In another variant, when a limited set of tap patterns (or scan orders) are predefined and used, the subsample mapping may use virtual sample grouping, using entryjdc in sample group description boxes, for example in sample group description box 820 in Figure 8 or in sample group description box 910 in Figure 9, without referring any more to any entry in a second sample group description, for example by referencing one of predefined configurations (or tap patterns). These pre-defined patterns may be defined once for all by the standard as fixed values, like codec independent code points and be referred in entryjdc parameters.

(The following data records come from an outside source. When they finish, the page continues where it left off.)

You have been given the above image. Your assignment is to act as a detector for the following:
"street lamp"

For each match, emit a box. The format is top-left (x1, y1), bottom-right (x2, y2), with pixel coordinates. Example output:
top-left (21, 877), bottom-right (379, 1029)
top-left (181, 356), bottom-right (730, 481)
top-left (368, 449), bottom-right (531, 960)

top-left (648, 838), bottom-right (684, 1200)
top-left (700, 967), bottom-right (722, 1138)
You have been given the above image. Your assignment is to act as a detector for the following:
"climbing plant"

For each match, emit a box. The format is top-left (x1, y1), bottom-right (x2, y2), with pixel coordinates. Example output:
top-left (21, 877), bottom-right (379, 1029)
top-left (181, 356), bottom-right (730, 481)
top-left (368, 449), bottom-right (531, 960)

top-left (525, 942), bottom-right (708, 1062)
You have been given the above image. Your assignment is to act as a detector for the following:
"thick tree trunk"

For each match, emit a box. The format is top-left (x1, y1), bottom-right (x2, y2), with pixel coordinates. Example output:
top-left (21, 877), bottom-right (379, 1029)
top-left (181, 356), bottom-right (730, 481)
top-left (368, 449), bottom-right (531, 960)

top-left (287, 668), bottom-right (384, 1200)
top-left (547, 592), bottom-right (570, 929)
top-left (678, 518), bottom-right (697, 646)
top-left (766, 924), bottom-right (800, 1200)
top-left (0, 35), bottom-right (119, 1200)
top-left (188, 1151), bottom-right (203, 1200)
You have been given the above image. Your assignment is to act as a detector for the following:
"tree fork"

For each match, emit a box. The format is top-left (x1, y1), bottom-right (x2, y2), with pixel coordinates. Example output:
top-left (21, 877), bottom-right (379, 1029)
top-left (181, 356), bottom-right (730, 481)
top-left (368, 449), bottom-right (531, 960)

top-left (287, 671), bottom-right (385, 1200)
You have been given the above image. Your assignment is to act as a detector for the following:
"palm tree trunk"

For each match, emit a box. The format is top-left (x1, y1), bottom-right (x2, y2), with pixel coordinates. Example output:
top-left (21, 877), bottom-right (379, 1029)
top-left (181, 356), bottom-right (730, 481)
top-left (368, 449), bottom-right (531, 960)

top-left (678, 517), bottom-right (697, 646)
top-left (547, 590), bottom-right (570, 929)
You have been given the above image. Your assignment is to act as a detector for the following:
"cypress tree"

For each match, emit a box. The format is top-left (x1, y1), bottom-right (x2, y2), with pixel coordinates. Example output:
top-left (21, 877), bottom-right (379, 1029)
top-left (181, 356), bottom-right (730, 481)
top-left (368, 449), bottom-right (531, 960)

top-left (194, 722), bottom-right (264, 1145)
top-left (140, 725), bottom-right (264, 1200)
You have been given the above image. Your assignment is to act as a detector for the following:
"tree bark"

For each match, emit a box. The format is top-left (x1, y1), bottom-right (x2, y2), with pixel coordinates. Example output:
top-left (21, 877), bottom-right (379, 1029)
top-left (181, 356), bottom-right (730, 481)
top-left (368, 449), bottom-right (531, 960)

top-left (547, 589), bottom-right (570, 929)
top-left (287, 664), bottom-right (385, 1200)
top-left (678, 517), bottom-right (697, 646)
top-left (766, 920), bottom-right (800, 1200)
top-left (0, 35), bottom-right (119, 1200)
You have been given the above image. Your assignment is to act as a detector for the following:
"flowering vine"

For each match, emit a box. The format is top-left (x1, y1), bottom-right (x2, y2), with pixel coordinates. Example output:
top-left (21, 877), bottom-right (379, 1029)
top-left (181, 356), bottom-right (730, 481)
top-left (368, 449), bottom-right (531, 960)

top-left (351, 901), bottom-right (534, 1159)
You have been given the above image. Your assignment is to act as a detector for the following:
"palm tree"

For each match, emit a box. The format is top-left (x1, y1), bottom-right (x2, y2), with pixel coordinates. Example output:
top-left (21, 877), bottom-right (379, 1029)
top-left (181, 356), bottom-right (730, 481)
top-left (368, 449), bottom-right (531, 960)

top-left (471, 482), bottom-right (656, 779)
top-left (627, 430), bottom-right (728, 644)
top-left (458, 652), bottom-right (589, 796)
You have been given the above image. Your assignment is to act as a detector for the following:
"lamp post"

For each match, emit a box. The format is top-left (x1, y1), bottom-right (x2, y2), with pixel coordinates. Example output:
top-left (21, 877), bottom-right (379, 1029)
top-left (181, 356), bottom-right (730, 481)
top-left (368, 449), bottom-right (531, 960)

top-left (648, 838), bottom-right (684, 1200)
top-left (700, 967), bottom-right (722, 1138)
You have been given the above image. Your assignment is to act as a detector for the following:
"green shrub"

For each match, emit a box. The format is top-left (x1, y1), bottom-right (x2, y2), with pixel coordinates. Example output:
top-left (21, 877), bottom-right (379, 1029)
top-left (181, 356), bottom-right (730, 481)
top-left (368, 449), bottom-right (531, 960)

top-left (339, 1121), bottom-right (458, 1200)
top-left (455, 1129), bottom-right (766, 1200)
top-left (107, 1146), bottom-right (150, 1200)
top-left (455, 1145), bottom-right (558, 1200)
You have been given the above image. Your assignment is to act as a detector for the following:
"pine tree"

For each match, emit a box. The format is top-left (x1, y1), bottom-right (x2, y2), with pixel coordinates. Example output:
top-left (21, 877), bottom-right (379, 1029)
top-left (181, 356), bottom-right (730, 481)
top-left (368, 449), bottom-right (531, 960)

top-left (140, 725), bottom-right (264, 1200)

These pre-defined patterns may be described for example with the information contained in a MultiTapDescriptionBox: number of taps, number of chunks per tap, tap scan order, etc.

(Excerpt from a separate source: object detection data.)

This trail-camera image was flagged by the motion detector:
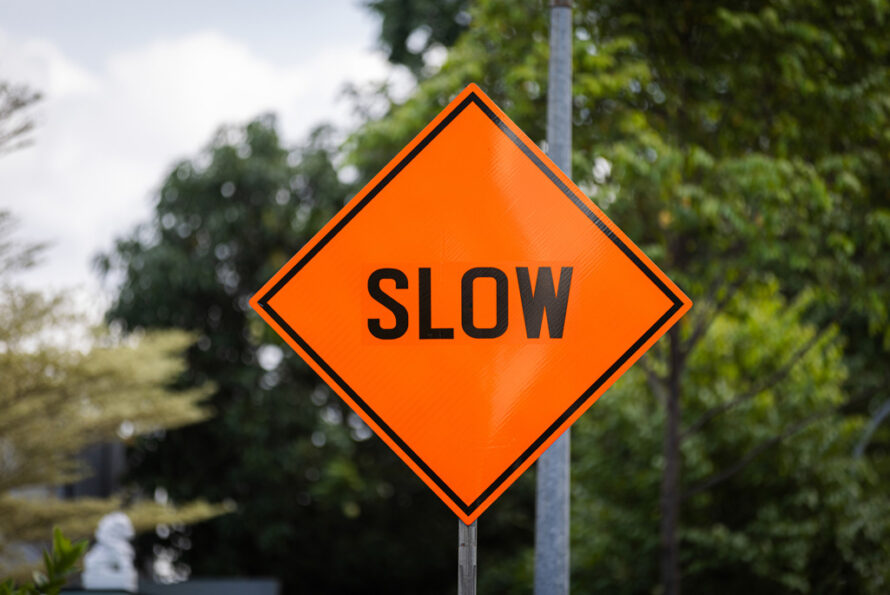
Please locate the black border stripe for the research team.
[258,92,683,515]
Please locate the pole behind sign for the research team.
[457,519,479,595]
[535,0,572,595]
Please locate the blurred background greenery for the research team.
[0,0,890,593]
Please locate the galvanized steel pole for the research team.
[535,0,572,595]
[457,519,478,595]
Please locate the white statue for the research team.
[81,512,139,593]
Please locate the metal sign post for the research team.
[535,0,572,595]
[457,519,479,595]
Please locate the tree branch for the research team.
[682,275,747,360]
[682,394,870,500]
[680,324,831,439]
[682,409,824,500]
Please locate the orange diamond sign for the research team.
[251,85,692,524]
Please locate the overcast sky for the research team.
[0,0,402,304]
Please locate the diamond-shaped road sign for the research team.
[251,85,692,524]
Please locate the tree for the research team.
[0,81,41,155]
[366,0,470,76]
[350,1,890,593]
[0,211,222,575]
[0,529,89,595]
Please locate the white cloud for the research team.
[0,26,389,302]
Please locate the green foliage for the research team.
[102,0,890,593]
[0,527,89,595]
[366,0,470,75]
[572,285,890,593]
[101,118,502,592]
[348,0,890,592]
[0,212,223,575]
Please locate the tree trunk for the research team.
[661,326,683,595]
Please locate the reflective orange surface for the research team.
[251,85,691,523]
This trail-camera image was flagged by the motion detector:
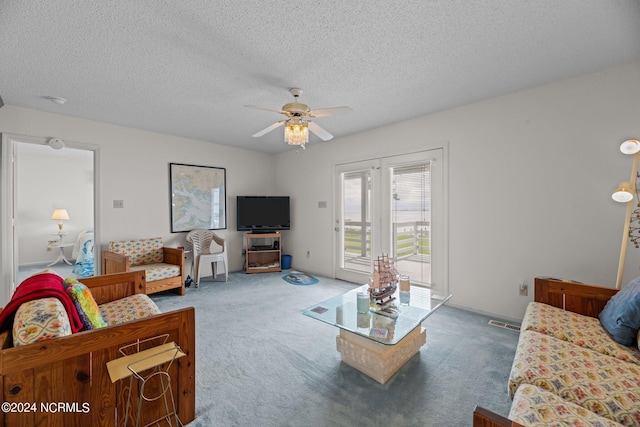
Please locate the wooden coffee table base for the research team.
[336,326,427,384]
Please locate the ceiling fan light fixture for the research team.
[284,117,309,146]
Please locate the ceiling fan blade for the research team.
[309,107,353,117]
[245,105,289,116]
[308,122,333,141]
[251,120,286,138]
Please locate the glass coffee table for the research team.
[302,285,451,384]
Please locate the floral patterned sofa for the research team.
[0,271,195,427]
[474,278,640,426]
[102,237,184,295]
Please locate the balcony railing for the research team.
[344,221,431,262]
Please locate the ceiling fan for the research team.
[245,87,353,148]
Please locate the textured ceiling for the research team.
[0,0,640,153]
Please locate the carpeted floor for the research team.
[152,272,518,427]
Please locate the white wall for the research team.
[274,62,640,319]
[0,62,640,319]
[0,105,274,271]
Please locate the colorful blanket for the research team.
[0,273,82,333]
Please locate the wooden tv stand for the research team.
[245,233,282,273]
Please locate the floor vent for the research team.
[489,320,520,332]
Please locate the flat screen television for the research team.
[236,196,291,232]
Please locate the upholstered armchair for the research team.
[102,237,184,295]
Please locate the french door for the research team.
[334,149,448,294]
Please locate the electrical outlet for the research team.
[518,282,529,296]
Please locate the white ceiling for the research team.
[0,0,640,153]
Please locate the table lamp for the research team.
[51,209,69,233]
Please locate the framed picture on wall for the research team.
[169,163,227,233]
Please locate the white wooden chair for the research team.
[187,229,229,288]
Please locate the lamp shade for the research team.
[284,117,309,145]
[51,209,69,220]
[611,182,633,203]
[620,139,640,154]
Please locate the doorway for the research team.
[335,148,448,294]
[0,134,99,304]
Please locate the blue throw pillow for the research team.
[598,277,640,345]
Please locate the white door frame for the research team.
[334,145,449,294]
[0,133,101,306]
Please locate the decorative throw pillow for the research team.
[13,297,71,347]
[598,277,640,345]
[64,277,107,331]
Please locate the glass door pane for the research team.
[335,160,380,283]
[390,163,431,286]
[342,170,371,273]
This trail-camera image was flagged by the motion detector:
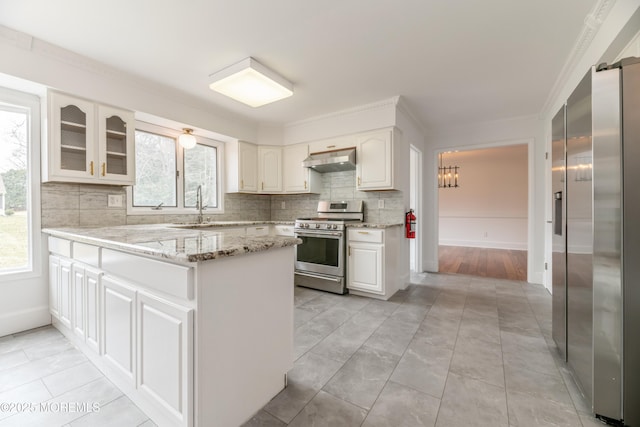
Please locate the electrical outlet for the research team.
[107,194,122,208]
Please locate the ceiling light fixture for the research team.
[178,128,196,150]
[209,58,293,107]
[438,153,460,188]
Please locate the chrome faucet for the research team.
[196,185,207,224]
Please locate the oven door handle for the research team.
[295,231,343,237]
[295,270,342,282]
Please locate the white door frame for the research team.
[409,144,424,273]
[432,138,535,283]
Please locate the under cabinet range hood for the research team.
[302,148,356,173]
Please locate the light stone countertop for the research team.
[346,222,404,228]
[42,221,301,262]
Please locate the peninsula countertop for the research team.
[42,221,301,262]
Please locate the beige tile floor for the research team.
[0,274,601,427]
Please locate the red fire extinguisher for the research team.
[404,209,416,239]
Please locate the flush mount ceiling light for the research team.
[178,128,196,150]
[209,58,293,107]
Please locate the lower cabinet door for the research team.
[84,268,102,354]
[71,264,86,341]
[59,259,73,329]
[137,291,193,426]
[49,255,60,319]
[347,243,384,294]
[101,275,136,384]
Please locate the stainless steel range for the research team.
[294,200,364,294]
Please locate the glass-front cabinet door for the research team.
[48,93,96,181]
[42,92,135,185]
[98,105,135,183]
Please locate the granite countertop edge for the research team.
[346,222,404,228]
[42,221,301,263]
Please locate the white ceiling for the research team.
[0,0,596,128]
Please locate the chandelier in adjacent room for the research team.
[438,153,460,188]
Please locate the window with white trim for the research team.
[0,88,41,280]
[127,123,223,214]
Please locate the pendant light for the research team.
[178,128,196,150]
[438,153,460,188]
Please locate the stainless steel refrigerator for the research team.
[552,58,640,426]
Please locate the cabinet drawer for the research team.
[102,249,194,299]
[274,225,294,237]
[348,228,384,243]
[73,242,100,267]
[49,236,71,258]
[247,225,269,236]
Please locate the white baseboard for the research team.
[439,239,527,251]
[0,305,51,337]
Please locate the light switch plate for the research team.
[107,194,122,208]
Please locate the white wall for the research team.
[438,145,528,250]
[540,0,640,291]
[0,26,258,142]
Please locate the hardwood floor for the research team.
[438,246,527,281]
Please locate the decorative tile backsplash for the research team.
[41,171,405,228]
[41,183,271,228]
[271,171,405,223]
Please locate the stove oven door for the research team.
[295,230,344,278]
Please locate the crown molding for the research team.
[539,0,616,119]
[396,96,427,135]
[284,96,400,129]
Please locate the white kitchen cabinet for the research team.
[42,92,135,185]
[58,258,73,329]
[137,291,193,425]
[282,144,322,193]
[71,264,87,340]
[347,227,404,300]
[347,229,384,295]
[273,224,295,237]
[49,255,60,319]
[100,275,136,384]
[225,141,258,193]
[258,145,282,193]
[72,263,102,354]
[245,225,269,236]
[356,130,394,190]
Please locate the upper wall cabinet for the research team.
[282,144,322,193]
[355,129,400,191]
[42,92,135,185]
[258,145,282,193]
[225,141,258,193]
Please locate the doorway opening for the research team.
[438,144,529,281]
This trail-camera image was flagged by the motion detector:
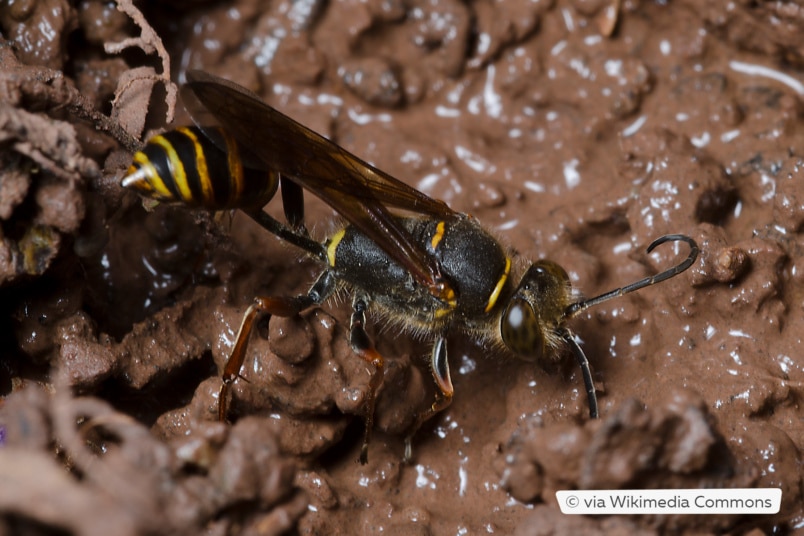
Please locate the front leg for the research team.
[218,271,337,422]
[349,294,384,464]
[405,335,455,462]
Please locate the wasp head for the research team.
[500,260,572,361]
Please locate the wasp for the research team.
[122,71,699,463]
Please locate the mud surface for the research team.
[0,0,804,535]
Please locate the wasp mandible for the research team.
[122,71,698,463]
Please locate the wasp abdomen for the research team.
[123,127,278,210]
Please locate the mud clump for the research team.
[0,0,804,534]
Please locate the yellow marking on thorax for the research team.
[327,227,346,268]
[433,307,454,319]
[430,221,445,251]
[128,152,173,199]
[176,127,215,201]
[148,135,193,201]
[485,257,511,313]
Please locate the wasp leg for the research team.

An alternative to the previous embodiments (Storage order indication at sample level: use of sample entries) consists in always using a sample grouping approach and marking the sample group as static in case the scan order does not vary from one sample to another. Unifying the description may make implementation easier by not creating different instructions for one case or another, but instead using instructions for writing or parsing sample groups and sample group descriptions.

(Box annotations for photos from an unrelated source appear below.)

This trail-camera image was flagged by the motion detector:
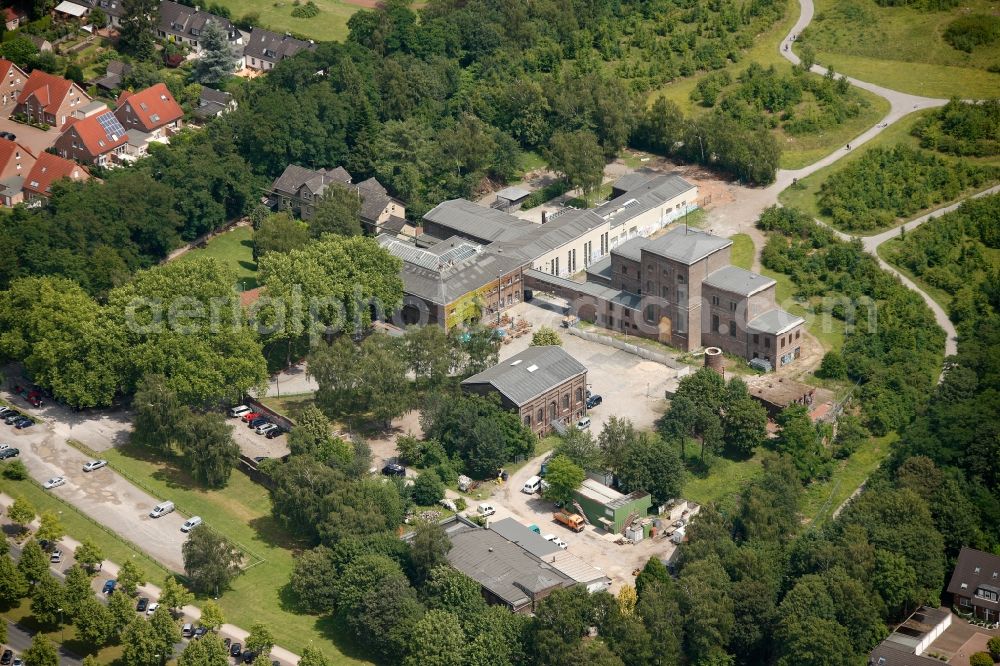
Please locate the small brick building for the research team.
[462,345,587,437]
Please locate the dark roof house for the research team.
[462,345,587,407]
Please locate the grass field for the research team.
[0,476,169,581]
[74,440,365,664]
[729,234,754,270]
[801,433,899,526]
[177,227,257,290]
[804,0,1000,99]
[778,110,1000,235]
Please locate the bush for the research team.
[3,460,28,481]
[969,652,993,666]
[413,470,444,506]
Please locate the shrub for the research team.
[969,652,993,666]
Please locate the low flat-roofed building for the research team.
[462,345,587,437]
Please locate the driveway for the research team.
[0,392,185,571]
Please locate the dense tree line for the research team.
[911,99,1000,157]
[886,195,1000,328]
[817,144,1000,231]
[757,207,944,435]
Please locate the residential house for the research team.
[94,60,132,92]
[948,547,1000,622]
[376,233,526,329]
[868,606,952,666]
[55,108,128,166]
[77,0,125,28]
[0,58,28,106]
[24,153,90,201]
[462,345,587,437]
[3,7,28,31]
[115,83,184,138]
[156,0,243,53]
[243,28,316,72]
[0,139,35,208]
[193,86,236,120]
[14,69,91,128]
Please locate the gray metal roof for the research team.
[497,185,531,201]
[462,345,587,406]
[611,236,650,261]
[747,308,806,335]
[446,527,575,610]
[643,227,733,266]
[490,518,562,557]
[702,266,777,296]
[594,174,695,227]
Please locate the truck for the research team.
[552,511,586,532]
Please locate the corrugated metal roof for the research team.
[643,227,733,266]
[703,266,776,296]
[747,308,806,335]
[462,345,587,405]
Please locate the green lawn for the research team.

Third embodiment (storage order indication at subsample level ) Figure 10 illustrates an embodiment in which the reordering instructions for data chunks are indicated at subsample level, within a subsample information box (‘subs’) of a sample table box (‘stbi), for example within subsample information box 1010 of sample table box 1005 of movie box 1000 (it is to be noted that ‘subs’ box could also be used in movie fragments, e.g. in ‘moof box). It is recalled here that a subsample information box can extended via codec_specific_parameters, for example via codec_specific_parameters 1015. While these parameters are defined for video codecs like AVC, HEVC, or VVC, no definition is available for uncompressed video.
According to some embodiments, subsamples for uncompressed video may be defined as follows: for the use of the subsample information box (8.7.7 of ISO/IEC 14496-12) in an uncompressed video stream, a subsample is defined as one or more contiguous byte ranges within a sample. A subsample is further defined on the basis of the value of flags of the subsample information box ‘subs’ as specified below. The presence of this box is optional. However, if it is present in a track containing uncompressed video data, it must comply with a predetermined semantic, for example the following one wherein the flag value specifies the type of subsample information given in this box:
0: a subsample corresponds to a byte range in order;
1 : a subsample corresponds to a byte range stored out of order (with reordering information provided elsewhere, for example in a box in the sample entry (e.g. in multi tap description box 710) or via a sample grouping mechanism like ‘sspm’, ‘brmp’, or ‘msif according to the second embodiment); this indicates that subsamples do not follow image order but rather a scan order, for example from image sensor;
2: a subsample corresponds to a byte range stored out of order with order information provided as indicated in codec_specific_parameters (e.g. codec_specific_parameters 1020), i.e. as a numbering order in the sample. Considering N subsamples in a sample, this number varies from 1 to N, 1 corresponding for example to data chunk for the top left corner of the image and N to the bottom right of the image;
3: a subsample corresponds to a byte range stored out of order with order information provided as an horizontal and vertical positions offsets in pixels in the source image, for example using 16 bits of codec_specific_parameters 1015 for the horizontal offset and 16 other bits of this same codec_specific_parameters for the vertical offset;
4: a subsample corresponds to a byte range stored out of order with order information provided as an index into a spatial layout, for example using 16 bits of codec_specific_parameters 1015 to refer an index into a spatial layout described as a grid. Such a spatial layout is described hereafter. This information allows parser or reader to position the data chunk relatively to other data chunks in the 2D referential of the reconstructed image. It also allows parser or reader to retrieve data given a region in the image by determining possible intersection between this subsample and a given region;
5: a subsample corresponds to a byte range stored in order with information on its spatial position into the source image as an horizontal and vertical positions offsets in pixels in the source image, for example using 16 bits of codec_specific_parameters 1015 for the horizontal offset and 16 other bits of this same codec_specific_parameters for the vertical offset. As for value 4, this allows parser or reader to retrieve data given a region in the image; and 6: a subsample corresponds to a byte range stored in order with information on its spatial position into the source image with order information provided as an index into a spatial layout, for example using 16 bits of codec_specific_parameters 1015 to refer an index into a spatial layout described as a grid Such a spatial layout is described hereafter. As for values 4 and 5, this allows parser or reader to retrieve data given a region in the image.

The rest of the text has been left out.